PTK787/ZK222584, an Inhibitor of Vascular Endothelial Growth Factor Receptor Tyrosine Kinases, Decreases Glioma Growth and Vascularization.
Goldbrunner RH, Bendszus M, Wood J, Kiderlen M, Sasaki M, Tonn JC.
Department of Neurosurgery, University of Munich, Munich, Germany.
OBJECTIVE:
The aim of this study was to test the efficacy of PTK787/ZK222584, an inhibitor of vascular endothelial growth factor (VEGF) receptor tyrosine kinases, on VEGF-dependent glioma vascularization and growth. METHODS: C6 rat glioma cells were transfected with VEGF(164) in a sense (V(+)) or antisense (V(-)) direction. Spheroids generated from V(+) or V(-) cells were implanted orthotopically into 60 rat brains. Expression of VEGF and fetal liver kinase-1 (VEGF receptor 2) was assessed immunohistochemically. Animals with V(+) gliomas received orally administered PTK787/ZK222584 on postoperative Day (POD) 1 to 12 or POD 7 to 12. Untreated animals served as negative controls, and animals with V(-) gliomas served as positive controls. Growth and vascularization were evaluated by magnetic resonance imaging and immunohistochemistry.
RESULTS:
Flk-1 expression was positive within tumor vessels in V(+) gliomas, whereas all C6 clones were negative for fetal liver kinase-1 in vitro. Early (POD 1-12) and delayed (POD 7-12) application of PTK787/ZK222584 in V(+) glioma-bearing animals resulted in a significant reduction of tumor size (71% and 36%, P < 0.05) as measured by magnetic resonance imaging volumetry.
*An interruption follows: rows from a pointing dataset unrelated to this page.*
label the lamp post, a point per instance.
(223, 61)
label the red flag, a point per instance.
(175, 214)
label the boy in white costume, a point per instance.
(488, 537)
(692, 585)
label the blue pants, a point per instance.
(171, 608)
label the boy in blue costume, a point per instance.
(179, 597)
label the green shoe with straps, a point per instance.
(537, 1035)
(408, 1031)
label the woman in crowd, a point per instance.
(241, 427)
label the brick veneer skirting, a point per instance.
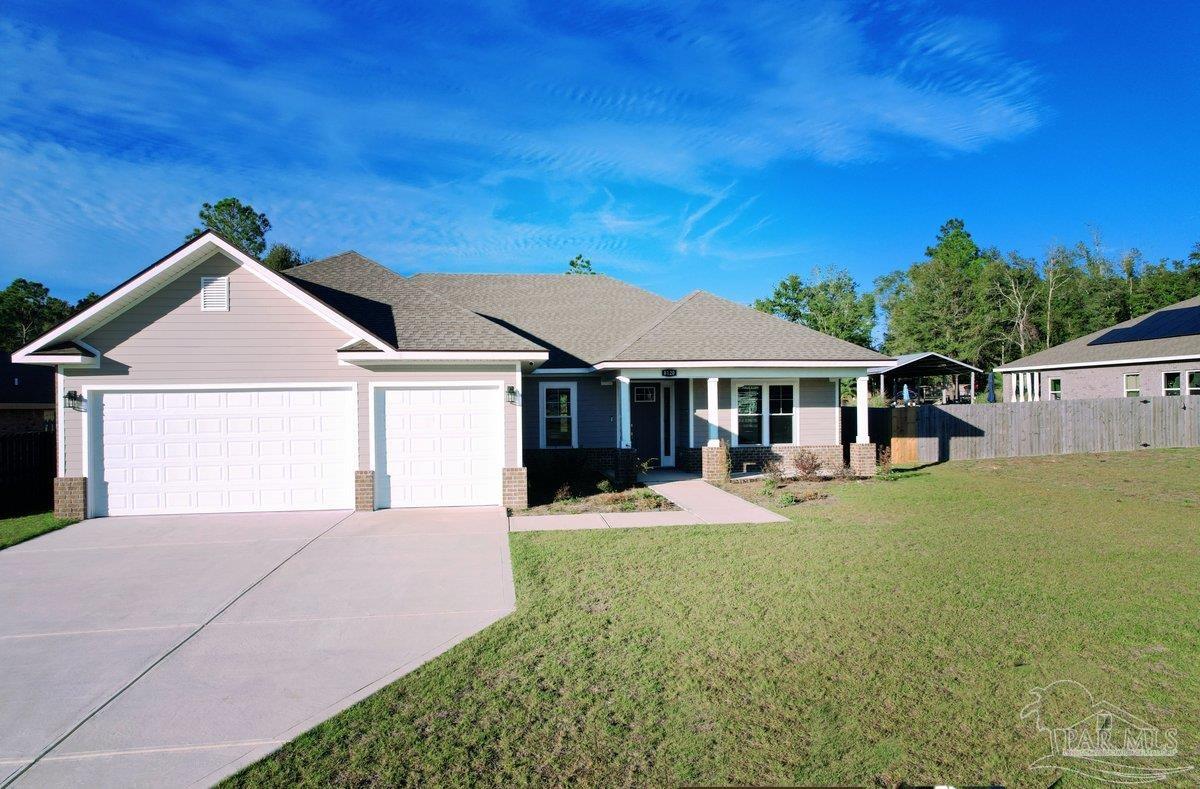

Early treated V(+) gliomas reached similar volumes compared with V(-) gliomas. Vessel density was significantly reduced (42.3% and 25.7%, P < 0.05), and areas of intratumoral necrosis were enlarged (by 1.7-fold after early treatment). Additionally, proliferation was decreased by 89% and 72% (P < 0.05). There was no growth-inhibiting effect of PTK787/ZK222584 on V(-) cells observed.
CONCLUSION;
PTK787/ZK222584 significantly halted VEGF-mediated glioma growth by inhibition of neovascularization and proliferation, providing a promising new tool in malignant glioma therapy.